Plane side 1, turn 90 degrees plane side 2.
Reset planer plane side 3 and 4. 
Repeat as needed for final dims.

As the previous poster said, most important to start by jointing 3 faces square to each other.
Board may not come perfectly square.


----------



## SirGareth (May 17, 2012)

Thank you all for the responses. I will try a few test pieces next weekend when I get back in the shop.


----------



## sgmdwk (Apr 10, 2013)

I would start by gluing up two 2X4s rather than using a 4X4 - more stable. My 2 cents.


----------



## jerryminer (Jun 15, 2014)

> I would start by gluing up two 2X4s rather than using a 4X4 - more stable. My 2 cents.
> 
> - sgmdwk


A. You won't get 3 1/4" thickness from two 2×4's

B. Stability will depend on the stock. Lots of 2×4's around here contain the pith-making for unstable material. This method *may* be more stable, but not necessarily


----------



## sawdustdad (Dec 23, 2015)

Joint two adjacent faces square and flat to within 1/8 inch of final dimension, then run though the planer to final size, removing the last 1/8 inch. No need to reset planer.


----------



## ElChe (Sep 28, 2014)

Yep agree with sawdustdad. I'd go joint two faces to 90 degrees then plane the opposite faces. Problem with planing all four sides is that if the registering sides aren't flat the planer won't flatten them.

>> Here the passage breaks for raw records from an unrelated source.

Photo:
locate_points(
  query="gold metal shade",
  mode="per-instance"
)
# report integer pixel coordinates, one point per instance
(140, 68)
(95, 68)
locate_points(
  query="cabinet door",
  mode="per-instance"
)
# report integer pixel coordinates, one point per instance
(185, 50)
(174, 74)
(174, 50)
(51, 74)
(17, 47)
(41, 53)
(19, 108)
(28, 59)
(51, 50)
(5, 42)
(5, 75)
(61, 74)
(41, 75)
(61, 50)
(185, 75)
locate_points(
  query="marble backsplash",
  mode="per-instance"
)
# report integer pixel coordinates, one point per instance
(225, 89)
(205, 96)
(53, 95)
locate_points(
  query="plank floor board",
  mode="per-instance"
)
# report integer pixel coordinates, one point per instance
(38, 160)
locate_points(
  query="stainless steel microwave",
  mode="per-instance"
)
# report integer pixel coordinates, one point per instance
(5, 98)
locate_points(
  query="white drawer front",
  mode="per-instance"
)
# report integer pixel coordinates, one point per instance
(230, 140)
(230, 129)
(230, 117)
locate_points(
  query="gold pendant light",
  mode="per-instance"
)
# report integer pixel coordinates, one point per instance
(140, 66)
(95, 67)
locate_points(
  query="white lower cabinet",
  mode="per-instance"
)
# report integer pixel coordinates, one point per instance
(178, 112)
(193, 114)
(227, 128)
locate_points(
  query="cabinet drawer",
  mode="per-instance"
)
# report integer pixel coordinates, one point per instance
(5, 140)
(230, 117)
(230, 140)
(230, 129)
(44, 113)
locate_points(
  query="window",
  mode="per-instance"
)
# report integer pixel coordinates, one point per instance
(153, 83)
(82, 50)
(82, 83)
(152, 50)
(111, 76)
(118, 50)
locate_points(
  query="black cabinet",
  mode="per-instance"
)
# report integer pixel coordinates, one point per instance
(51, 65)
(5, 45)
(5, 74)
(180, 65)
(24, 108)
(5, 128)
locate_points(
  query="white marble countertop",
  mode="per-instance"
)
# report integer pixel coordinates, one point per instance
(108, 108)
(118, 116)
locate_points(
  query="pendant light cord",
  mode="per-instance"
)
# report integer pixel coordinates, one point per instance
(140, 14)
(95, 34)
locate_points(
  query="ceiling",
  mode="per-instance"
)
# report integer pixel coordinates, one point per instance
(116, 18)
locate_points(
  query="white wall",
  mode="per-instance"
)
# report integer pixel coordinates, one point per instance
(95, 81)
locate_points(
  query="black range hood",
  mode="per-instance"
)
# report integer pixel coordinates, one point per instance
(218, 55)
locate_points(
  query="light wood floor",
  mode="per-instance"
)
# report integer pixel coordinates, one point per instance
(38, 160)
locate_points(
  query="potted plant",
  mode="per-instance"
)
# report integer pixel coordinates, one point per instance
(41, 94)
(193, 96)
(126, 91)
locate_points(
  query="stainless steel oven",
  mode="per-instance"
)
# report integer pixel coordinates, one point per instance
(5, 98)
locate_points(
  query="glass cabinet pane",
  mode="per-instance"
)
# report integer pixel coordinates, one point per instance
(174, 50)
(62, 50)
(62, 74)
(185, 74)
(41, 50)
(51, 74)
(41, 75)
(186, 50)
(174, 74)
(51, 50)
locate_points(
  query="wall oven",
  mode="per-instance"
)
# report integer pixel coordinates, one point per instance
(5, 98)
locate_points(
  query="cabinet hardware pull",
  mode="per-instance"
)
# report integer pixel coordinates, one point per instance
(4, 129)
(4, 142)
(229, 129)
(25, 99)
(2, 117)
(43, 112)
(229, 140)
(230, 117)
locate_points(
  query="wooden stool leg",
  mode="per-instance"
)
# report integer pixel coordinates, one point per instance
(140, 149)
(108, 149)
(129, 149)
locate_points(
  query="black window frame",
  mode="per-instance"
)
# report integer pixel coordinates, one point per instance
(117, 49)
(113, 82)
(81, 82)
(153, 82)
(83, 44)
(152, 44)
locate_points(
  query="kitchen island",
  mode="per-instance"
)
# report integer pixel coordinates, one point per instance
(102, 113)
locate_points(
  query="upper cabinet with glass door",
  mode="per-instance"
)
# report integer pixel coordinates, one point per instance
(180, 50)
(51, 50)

Don't ask how I know. #notflat!


----------



## AlaskaGuy (Jan 29, 2012)

> Yep agree with sawdustdad. I d go joint two faces to 90 degrees then plane the opposite faces. Problem with planing all four sides is that if the registering sides aren t flat the planer won t flatten them. Don t ask how I know. #notflat!
> 
> - ElChe


+1 this is basic stock prep/carpentry/woodworking.


----------



## fuigb (Apr 21, 2010)

@jerry - would you agree that laminating 2×4s is the economical way to get to 3.25×3.25? Quality 4x stock seems always to be disproportionately more expensive that the equivalent BF derived from 2x.


----------



## Ger21 (Oct 29, 2009)

As someone already mentioned, two 2×4's = 3", not 3-1/4".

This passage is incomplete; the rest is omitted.